Lara Beranek

Three Days in the Life of

Lara Beranek, BSN, RN

May 11, 2022
By: Teresa DuChateau

Lara Beranek has been a registered nurse for nine years, working as a school nurse for the past six years. She is employed by Marathon County Special Education and provides nursing services to three districts in Central Wisconsin. Lara divides her week between Edgar, Marathon, and Rosholt School Districts and is responsible for the health and safety of over 1,800 students. She is fortunate to work with a full-time health aide in each of her districts. Throughout the week, Lara travels between four buildings with 50 miles separating the two farthest districts, Rosholt and Edgar.

We started our three days together at the Rosholt School District. Lara shares the health office with one of the large printers, so the office gets frequent visitors. But sharing the office with such an in-demand device creates countless opportunities to build relationships with school staff. This photo highlights a part of school nursing that many people might not think about which is providing advice and guidance to staff with health questions or needs. Staff frequently seek out Lara with questions or concerns about their or their family's health.
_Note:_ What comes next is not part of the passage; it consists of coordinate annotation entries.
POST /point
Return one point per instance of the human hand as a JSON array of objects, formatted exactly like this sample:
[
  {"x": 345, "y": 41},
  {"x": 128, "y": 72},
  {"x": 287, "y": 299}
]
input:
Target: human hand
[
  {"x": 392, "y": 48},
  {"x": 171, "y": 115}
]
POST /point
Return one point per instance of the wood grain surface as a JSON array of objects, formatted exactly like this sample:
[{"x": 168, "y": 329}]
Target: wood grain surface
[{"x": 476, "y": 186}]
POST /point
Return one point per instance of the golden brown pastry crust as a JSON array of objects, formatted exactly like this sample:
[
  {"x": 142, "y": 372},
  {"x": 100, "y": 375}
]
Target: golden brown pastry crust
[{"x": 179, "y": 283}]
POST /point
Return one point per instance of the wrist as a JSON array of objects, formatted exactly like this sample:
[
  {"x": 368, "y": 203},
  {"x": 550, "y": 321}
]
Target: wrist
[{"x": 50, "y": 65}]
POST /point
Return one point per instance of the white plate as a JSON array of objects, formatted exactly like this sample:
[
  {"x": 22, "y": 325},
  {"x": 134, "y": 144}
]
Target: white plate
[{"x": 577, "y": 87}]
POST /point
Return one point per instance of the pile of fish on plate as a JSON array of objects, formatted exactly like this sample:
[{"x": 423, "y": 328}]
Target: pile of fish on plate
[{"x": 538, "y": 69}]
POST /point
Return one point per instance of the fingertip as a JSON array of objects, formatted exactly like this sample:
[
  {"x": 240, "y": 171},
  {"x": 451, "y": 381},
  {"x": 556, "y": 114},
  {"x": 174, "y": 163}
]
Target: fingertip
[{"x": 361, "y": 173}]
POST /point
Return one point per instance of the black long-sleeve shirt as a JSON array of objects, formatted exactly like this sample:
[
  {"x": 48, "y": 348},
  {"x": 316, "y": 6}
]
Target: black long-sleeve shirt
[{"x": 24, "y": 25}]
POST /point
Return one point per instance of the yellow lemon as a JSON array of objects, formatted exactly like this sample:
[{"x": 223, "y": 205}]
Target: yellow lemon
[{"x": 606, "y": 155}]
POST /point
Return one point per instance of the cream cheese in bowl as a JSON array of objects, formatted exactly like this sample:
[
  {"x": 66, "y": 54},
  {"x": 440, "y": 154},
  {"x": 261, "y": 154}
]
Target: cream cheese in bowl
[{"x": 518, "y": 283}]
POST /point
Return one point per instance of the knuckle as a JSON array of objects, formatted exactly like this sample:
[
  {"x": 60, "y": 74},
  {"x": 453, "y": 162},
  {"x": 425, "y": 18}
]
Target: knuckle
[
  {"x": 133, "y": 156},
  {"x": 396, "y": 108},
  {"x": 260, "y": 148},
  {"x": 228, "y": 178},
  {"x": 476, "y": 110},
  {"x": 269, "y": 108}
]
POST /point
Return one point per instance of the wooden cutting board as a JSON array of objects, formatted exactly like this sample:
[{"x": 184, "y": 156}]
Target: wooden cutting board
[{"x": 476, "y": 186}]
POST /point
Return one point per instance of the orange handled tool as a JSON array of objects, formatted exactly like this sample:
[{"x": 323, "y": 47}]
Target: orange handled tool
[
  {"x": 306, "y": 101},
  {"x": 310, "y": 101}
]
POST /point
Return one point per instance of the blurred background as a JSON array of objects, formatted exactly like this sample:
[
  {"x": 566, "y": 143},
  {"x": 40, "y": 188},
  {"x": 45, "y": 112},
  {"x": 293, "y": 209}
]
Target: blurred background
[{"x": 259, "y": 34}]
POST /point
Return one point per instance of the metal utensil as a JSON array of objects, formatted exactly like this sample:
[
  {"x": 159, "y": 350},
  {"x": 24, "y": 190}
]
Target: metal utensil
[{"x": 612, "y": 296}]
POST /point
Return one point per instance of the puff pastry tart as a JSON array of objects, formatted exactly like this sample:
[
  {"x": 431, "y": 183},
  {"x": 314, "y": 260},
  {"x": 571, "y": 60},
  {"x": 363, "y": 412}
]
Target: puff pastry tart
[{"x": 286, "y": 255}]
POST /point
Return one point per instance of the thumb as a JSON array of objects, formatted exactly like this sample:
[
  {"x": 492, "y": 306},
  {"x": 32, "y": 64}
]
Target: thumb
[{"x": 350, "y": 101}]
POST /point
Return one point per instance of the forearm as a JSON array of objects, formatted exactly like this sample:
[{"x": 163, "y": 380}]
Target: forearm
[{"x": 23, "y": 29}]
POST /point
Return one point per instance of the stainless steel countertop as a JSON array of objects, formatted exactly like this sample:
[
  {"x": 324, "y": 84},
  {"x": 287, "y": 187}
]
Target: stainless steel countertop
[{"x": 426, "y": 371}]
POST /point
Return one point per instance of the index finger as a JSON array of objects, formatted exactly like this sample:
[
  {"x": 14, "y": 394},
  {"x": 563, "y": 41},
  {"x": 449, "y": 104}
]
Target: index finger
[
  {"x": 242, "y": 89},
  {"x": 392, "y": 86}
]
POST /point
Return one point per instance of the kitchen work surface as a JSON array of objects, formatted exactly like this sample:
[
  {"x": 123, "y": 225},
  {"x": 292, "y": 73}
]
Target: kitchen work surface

School nurse talking with school staff member in her office
School nurse talking with health aide

Lara supervises three full-time health aides, one for each school district. Lara states, "This photo captures one of the hundred moments of communication in a day between a school nurse and health aide."

Given the number of students, districts, and schools that Lara is responsible for, she is very grateful to work with the three full-time health aides. During COVID, having health aides who were dedicated to one individual district was especially helpful when it came to implementing COVID mitigation and prevention strategies. Especially when one of the school districts Lara is responsible for has students residing in three different counties. In this interview clip Lara describes the unique challenges she encountered. 

Day two was spent in a busy health office in the Marathon School District. The health aide had been needed elsewhere in the school for part of the day, so Lara worked solo for the morning. School nurses seek out any opportunity to teach kids about their health, including how to take care of themselves after a visit to the health office. In this photo, Lara is reminding a student of the "After Nosebleed RULES" which includes "no picking your nose!", a rule that always elicits a laugh.

School nurse pointing to an "after nosebleed sign"

Health assessments are a key part of a school nurse's role. Lara's assessments help her decide if a student can stay at school and if other interventions, such as medication, ice pack, or rest may be helpful to assist the student to get back to class and ready to learn. 

School nurse looking into student's throat with flashlight from mobile phone
School nurse assessing a student's knee
School nurse teaching CPR to teacher

At one point during the day Lara slipped out to a classroom to recertify a teacher in Cardio Pulmonary Resuscitation (CPR). One of the requirements of Lara's position with Marathon County Special Education is that she be certified as a CPR instructor and provide CPR classes to district staff. Lara states, "I am passionate about teaching CPR because I know how important quick actions are in potentially saving a life. I love giving people that knowledge and teaching them those skills."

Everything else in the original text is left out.